Glass states “there are no ‘right’ answers because each of the possible paths (e.g., keeping the existing school or tearing it down and building a new one) offers positives and negatives. And Glass knows many people — out of sensitivity and concern for the Columbine community — would be hesitant to argue against any plan to “help,” even if it doesn’t make sense.

In this case, there actually is a “right” and rather obvious answer — do not waste such a large amount of money replacing a perfectly functional building unless you can show it actually will have the desired results. In this case that would be the elimination — or at least severe reduction in the number — of unwanted visitors to Columbine.

Unless the school district has some hard evidence that constructing a new building, while keeping the name “Columbine,” would eliminate or greatly reduce the bizarre interest an infinitesimal portion of the population has in Columbine, it makes no sense to proceed based on a guess or whimsy.

What likely would be most effective would be to change the school’s name but few can imagine doing that.  And I can’t believe anyone in the Columbine community would support such a move, even if it were likely to be effective.  

Those who want to tear down the existing school and simply replace it with the same name — “Columbine” — fail to realize the obsession of those persons who fantasize or otherwise are obsessed with Columbine aren’t infatuated with the building; rather, they are fixated on the murder of 12 students and a teacher by two students there 20 years ago. Certainly, the building is a symbol of what happened, but it is “Columbine” upon which the obsessions are based.

The events of 1999 cannot be altered.
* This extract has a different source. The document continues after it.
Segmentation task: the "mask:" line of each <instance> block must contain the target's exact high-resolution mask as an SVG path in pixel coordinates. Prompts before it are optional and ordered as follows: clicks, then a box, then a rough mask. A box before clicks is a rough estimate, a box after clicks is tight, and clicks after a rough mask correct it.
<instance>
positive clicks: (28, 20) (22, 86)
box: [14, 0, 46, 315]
It is difficult to believe changing bricks and mortar will significantly affect those who are senselessly captivated by the massacre. 

Columbine’s staff and the Jeffco School District have done a tremendous job making the high school extraordinarily secure — both physically and emotionally — thanks to the school’s remarkable leadership for more than two decades. With $15 million available right now from a prior bond issue for upgrades already planned for Columbine, there is no need to ask taxpayers for an additional $60 million. Columbine can do a lot with $15 million, including any additional memorials it wishes to have.
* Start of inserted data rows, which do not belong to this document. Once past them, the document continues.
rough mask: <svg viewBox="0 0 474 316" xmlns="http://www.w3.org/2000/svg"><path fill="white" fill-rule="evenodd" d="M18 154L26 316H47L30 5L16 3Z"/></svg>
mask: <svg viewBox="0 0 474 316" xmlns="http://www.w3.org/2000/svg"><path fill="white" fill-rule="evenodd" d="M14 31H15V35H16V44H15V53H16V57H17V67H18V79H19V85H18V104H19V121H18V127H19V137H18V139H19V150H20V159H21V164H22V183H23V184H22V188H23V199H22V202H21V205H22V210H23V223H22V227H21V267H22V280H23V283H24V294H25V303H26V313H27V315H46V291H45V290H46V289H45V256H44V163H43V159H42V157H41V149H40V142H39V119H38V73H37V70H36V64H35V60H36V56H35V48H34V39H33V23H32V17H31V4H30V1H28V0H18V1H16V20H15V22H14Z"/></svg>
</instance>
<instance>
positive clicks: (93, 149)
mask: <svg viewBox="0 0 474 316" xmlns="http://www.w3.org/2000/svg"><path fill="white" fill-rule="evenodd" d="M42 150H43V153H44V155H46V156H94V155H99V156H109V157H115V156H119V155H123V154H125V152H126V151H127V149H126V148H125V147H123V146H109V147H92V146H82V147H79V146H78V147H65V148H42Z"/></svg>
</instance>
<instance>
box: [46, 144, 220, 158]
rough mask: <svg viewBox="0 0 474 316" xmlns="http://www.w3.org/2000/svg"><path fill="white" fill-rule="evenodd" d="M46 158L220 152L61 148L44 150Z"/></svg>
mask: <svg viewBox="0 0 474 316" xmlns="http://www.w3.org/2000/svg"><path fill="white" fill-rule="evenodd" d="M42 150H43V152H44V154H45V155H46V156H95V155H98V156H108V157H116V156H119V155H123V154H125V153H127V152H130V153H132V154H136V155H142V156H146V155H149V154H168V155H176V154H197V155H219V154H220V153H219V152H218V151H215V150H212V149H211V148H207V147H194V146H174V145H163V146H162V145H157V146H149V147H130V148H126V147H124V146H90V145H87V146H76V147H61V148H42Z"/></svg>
If the Jeffco School District has $70 million to spend, invest it at 5% a year and use the $3.5 million generated annually in perpetuity to address the mental health needs of students in the district. That would be a far better use of the money.

Sometimes decisions aren’t as complex or as difficult as public officials claim. In this case, the answer is obvious: Do not raise taxes to tear down a perfectly good building, especially if the new building does nothing to address the obsession a tiny group of people have with Columbine.

The Colorado Independent occasionally runs guest posts from government officials, local experts and concerned citizens on a variety of topics. These posts are meant to provide diverse perspectives and do not represent the views of The Independent. To pitch a guest post, please contact or visit our submission page.

Aaron Harber is the host of "The Aaron Harber Show," ( He is a graduate of Fairview High School in Boulder.


  1. As a former student of columbine (freshman in 2003) I agree with the author. I never felt unsafe while attending. Occasionally there were tourists around columbine, but they never set foot on school property or bothered us. They stayed in clement from my observation.

    On another note, isn’t demolishing a school the ultimate goal of school shooters? This isn’t going to go unnoticed by the small amount of people infatuated/fantasize shootings. I have a hunch that this will give them more reason to go forward with their own planned shootings.

  2. I agree with the author. The building is not at the heart of the problem and neither is the name (of our state flower!). What needs changing is a mentality, not any characteristic of a target or victim. Getting rid of that sign depicting an armed combatant as a mascot would, however, make sense. Same goes for the “Rebels,” a direct reference to Confederate soldiers and the brutal system of violence and abuse they sought to defend.